Ancora una volta: che immagine di Dio abbiamo?

Quella del giudizio finale è una pagina che genera in noi una sensazione cupa, di paura, perché ci richiama il giudice implacabile rappresentato da Michelangelo nel dipinto dietro l’altare della Cappella Sistina.

Ma – ancora una volta – è colpa nostra, non di Gesù, e nemmeno di Matteo: si tratta sempre della stessa domanda che ci siamo fatti ascoltando le tante parabole del Regno: che immagine abbiamo di Dio? Di un tremendo “castigamatti” o di un Padre amorevole?

Se la leggiamo bene, scorgiamo ancora una volta la profonda misericordia di Dio, proprio nell’accenno al pastore che separa le pecore dalle capre: i pastori della Palestina, sul fare della sera, separavano le pecore dalle capre perché queste ultime – senza il “cappotto” naturale della pelliccia – pativano il freddo proveniente dal deserto ed andavano ricoverate in un posto più caldo, come una stalla o sotto una roccia.

Questo accenno che fa da sfondo al racconto di Gesù, suggerisce che la separazione – per quanto diventi ormai un giudizio – è ancora una volta un gesto di protezione, di attenzione verso i soggetti più deboli. Quasi a dirci che – anche nel momento ultimo e tremendo del Giudizio finale – Dio avrà compassione e misericordia!

Senz’altro soffrirà, nel doversi separare per sempre da quelli che rimangono Suoi figli!

Capre o pecore?

Gli esegeti concordano quasi tutti nell’affermare che la similitudine iniziale del pastore che separa le pecore dalle capre non abbia alcun intento moralistico (attribuendo un particolare valore negativo alle capre rispetto alle pecore), ma sia solo un richiamo figurativo alla necessità di una separazione netta e certosina.

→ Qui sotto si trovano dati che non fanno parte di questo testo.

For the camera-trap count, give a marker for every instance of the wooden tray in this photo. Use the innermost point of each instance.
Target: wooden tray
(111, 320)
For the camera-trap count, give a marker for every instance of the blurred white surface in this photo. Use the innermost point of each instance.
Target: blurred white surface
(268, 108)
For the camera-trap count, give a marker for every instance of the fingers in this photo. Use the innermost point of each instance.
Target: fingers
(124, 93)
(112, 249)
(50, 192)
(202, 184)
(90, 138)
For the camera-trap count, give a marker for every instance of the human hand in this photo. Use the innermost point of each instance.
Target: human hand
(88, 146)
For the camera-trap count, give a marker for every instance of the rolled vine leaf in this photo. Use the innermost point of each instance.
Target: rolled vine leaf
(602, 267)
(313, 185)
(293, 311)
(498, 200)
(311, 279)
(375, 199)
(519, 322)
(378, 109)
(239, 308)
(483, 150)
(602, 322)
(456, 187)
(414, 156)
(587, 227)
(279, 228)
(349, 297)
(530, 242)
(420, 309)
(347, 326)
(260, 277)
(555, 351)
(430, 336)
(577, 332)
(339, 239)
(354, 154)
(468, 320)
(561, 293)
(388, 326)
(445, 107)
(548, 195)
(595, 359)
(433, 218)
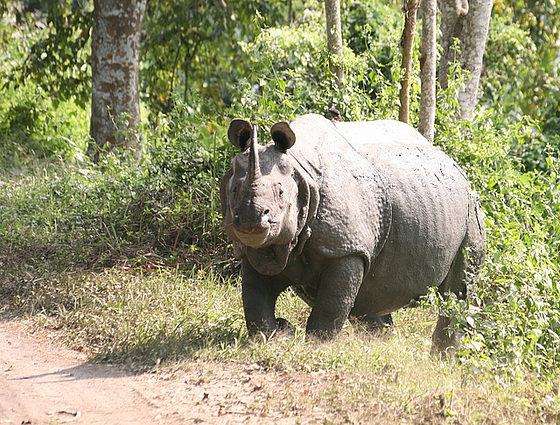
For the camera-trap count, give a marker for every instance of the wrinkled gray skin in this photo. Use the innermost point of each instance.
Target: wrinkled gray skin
(359, 218)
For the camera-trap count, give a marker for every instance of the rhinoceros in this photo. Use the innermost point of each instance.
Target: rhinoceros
(359, 218)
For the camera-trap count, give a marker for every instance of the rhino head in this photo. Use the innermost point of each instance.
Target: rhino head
(267, 198)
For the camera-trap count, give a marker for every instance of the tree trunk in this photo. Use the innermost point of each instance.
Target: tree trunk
(469, 24)
(115, 55)
(407, 42)
(334, 39)
(428, 70)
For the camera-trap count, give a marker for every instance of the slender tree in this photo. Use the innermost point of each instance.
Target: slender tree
(469, 24)
(407, 42)
(334, 39)
(115, 55)
(428, 70)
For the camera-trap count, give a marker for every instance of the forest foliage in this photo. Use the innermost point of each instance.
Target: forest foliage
(208, 62)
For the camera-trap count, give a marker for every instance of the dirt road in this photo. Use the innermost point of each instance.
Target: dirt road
(42, 382)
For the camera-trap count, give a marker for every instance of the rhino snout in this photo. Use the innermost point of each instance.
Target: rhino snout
(252, 226)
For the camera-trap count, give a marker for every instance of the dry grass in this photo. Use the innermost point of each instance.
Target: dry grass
(178, 323)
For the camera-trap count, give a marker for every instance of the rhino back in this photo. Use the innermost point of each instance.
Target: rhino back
(390, 195)
(429, 196)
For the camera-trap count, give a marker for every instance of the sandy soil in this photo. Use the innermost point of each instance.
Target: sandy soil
(42, 382)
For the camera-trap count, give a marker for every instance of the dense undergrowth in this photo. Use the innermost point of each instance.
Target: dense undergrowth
(131, 261)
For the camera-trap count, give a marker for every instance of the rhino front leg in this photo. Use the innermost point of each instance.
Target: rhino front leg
(259, 293)
(339, 284)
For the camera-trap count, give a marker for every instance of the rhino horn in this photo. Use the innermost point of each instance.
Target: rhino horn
(254, 171)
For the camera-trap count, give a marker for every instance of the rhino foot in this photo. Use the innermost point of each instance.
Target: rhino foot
(284, 326)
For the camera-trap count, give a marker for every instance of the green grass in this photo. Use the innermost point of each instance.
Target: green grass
(176, 318)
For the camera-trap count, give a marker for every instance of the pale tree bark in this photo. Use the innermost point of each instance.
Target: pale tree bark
(334, 39)
(407, 42)
(428, 70)
(115, 55)
(469, 24)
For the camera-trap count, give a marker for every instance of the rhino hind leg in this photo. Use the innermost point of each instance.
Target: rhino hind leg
(377, 325)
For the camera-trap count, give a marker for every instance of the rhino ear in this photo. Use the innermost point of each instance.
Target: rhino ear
(239, 133)
(283, 136)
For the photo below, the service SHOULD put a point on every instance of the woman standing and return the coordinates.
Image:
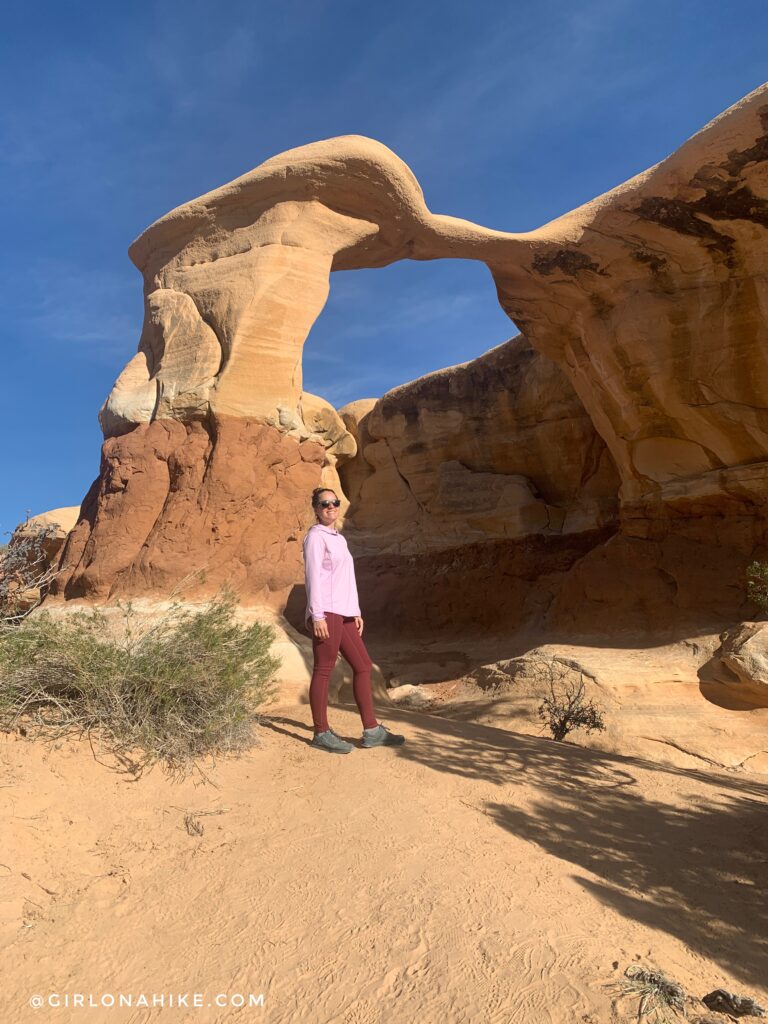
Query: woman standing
(334, 611)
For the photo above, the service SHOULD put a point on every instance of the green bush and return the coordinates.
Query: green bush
(757, 585)
(187, 684)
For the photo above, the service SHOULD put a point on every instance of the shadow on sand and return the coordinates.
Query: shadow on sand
(695, 867)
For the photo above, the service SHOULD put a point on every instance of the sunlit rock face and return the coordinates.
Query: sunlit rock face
(607, 471)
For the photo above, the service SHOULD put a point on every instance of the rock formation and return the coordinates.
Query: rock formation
(615, 455)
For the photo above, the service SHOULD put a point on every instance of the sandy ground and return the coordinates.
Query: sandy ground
(473, 875)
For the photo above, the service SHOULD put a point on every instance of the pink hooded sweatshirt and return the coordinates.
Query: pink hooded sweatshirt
(329, 571)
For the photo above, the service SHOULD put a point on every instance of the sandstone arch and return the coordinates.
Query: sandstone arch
(650, 299)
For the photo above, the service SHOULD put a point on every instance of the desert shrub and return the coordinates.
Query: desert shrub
(757, 585)
(186, 684)
(26, 571)
(660, 997)
(565, 708)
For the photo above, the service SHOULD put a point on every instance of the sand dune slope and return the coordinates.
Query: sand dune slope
(473, 875)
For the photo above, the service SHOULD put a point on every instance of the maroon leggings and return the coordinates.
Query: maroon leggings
(342, 636)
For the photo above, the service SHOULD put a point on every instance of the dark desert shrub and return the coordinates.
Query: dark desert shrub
(186, 684)
(565, 708)
(26, 570)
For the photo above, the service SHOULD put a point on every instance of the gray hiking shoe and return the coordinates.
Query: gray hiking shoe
(381, 736)
(328, 740)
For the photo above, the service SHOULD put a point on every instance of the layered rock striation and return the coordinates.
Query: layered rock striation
(606, 471)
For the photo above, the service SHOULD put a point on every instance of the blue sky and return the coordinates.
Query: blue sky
(509, 113)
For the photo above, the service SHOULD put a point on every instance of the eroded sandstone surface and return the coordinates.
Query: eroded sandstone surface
(603, 472)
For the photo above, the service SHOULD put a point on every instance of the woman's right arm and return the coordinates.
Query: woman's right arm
(314, 551)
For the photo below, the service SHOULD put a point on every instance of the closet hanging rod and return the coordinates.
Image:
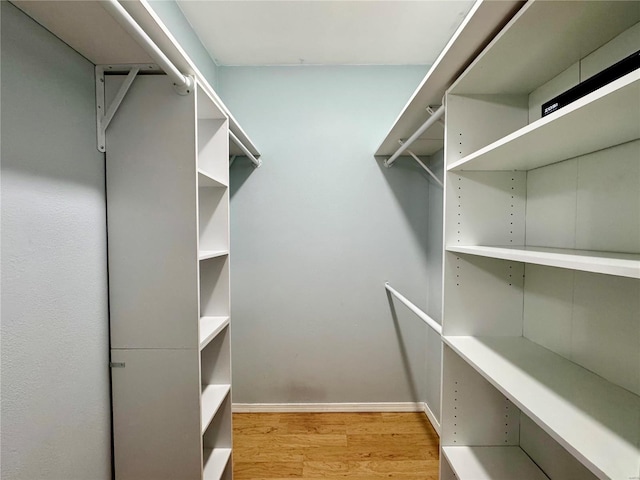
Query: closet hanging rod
(182, 83)
(423, 316)
(245, 150)
(423, 128)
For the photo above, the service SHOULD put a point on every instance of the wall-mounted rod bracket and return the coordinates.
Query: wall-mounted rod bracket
(423, 128)
(431, 111)
(256, 162)
(104, 113)
(182, 83)
(423, 316)
(427, 169)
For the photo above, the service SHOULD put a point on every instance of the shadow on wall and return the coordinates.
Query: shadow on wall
(239, 172)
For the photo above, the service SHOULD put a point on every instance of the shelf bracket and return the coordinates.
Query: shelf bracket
(431, 111)
(256, 162)
(437, 115)
(426, 169)
(104, 113)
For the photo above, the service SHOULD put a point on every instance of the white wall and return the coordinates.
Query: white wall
(315, 233)
(55, 414)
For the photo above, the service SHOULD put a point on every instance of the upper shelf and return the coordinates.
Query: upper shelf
(522, 58)
(608, 263)
(607, 117)
(90, 30)
(483, 21)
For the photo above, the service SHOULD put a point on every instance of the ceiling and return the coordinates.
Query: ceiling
(325, 32)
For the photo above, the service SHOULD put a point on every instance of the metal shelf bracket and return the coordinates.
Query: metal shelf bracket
(104, 113)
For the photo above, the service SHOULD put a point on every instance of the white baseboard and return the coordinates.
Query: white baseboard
(432, 418)
(327, 407)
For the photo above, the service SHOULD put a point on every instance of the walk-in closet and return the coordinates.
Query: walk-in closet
(341, 239)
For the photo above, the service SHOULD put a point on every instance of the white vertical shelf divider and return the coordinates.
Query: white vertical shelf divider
(213, 240)
(168, 203)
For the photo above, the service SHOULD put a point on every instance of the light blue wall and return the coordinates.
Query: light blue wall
(318, 229)
(55, 408)
(171, 15)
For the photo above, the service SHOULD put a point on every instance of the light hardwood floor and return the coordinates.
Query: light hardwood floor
(356, 446)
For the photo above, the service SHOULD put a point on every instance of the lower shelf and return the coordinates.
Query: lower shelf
(214, 462)
(210, 401)
(609, 263)
(210, 327)
(593, 419)
(492, 463)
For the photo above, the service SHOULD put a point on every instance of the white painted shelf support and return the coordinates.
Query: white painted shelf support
(256, 162)
(182, 83)
(426, 169)
(437, 115)
(105, 114)
(423, 316)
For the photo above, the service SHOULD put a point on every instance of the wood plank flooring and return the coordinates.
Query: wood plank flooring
(356, 446)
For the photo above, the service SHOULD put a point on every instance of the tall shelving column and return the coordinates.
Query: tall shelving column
(168, 231)
(214, 308)
(541, 363)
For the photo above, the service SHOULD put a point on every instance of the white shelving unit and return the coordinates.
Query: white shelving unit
(608, 263)
(541, 326)
(491, 463)
(168, 227)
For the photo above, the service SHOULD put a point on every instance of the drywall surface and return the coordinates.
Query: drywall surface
(55, 413)
(171, 15)
(315, 233)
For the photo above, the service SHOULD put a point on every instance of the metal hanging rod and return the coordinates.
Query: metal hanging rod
(182, 83)
(427, 169)
(423, 316)
(430, 121)
(245, 150)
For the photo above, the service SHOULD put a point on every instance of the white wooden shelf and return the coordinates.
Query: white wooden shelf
(607, 117)
(609, 263)
(207, 254)
(211, 399)
(593, 419)
(214, 462)
(206, 180)
(492, 463)
(472, 35)
(210, 327)
(524, 56)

Ma io colgo lo stesso la suggestione, perché – nel mio immaginario – i due tipi di animali mi suggeriscono due diversi atteggiamenti.

Mentre la pecora ha bisogno di essere condotta a verdi pascoli ed è un animale piuttosto docile e mite, la capra è una bestia selvatica, indipendente, propensa a stare nei luoghi più aspri e impervi, e a procacciarsi nutrimento ricorrendo a qualsiasi espediente (credo sia capitato anche a voi di vedere capre che non solo si nutrono di spine pungentissime, ma anche grattano e divorano la corteccia degli alberi).

Ebbene, questi due diversi tipi di comportamento animale mi hanno fatto riflettere sulla condizione necessaria per incamminarsi decisamente verso il regno dei cieli: per imparare a riconoscere Cristo nei poveri e nei piccoli, occorre anzitutto che ci facciamo noi stessi poveri e piccoli, miti e docili (che sono poi le categorie oggetto di felicitazione nella pagina delle Beatitudini).

Siamo chiamati a diventare pecore fin da ora, a lasciarci guidare docilmente da Cristo, nostro Pastore, anche dove non vorremmo andare, perché così ha fatto Lui stesso:

«Maltrattato, si lasciò umiliare
e non aprì la sua bocca;
era come agnello condotto al macello,
come pecora muta di fronte ai suoi tosatori,
e non aprì la sua bocca»
(Is 53,7).

È solo «mettendoci nei panni» dei piccoli, degli ultimi, dei poveri e derelitti che possiamo capirne la condizione e solidarizzare veramente con loro, non con un atteggiamento di «carità pelosa» o un falso pietismo.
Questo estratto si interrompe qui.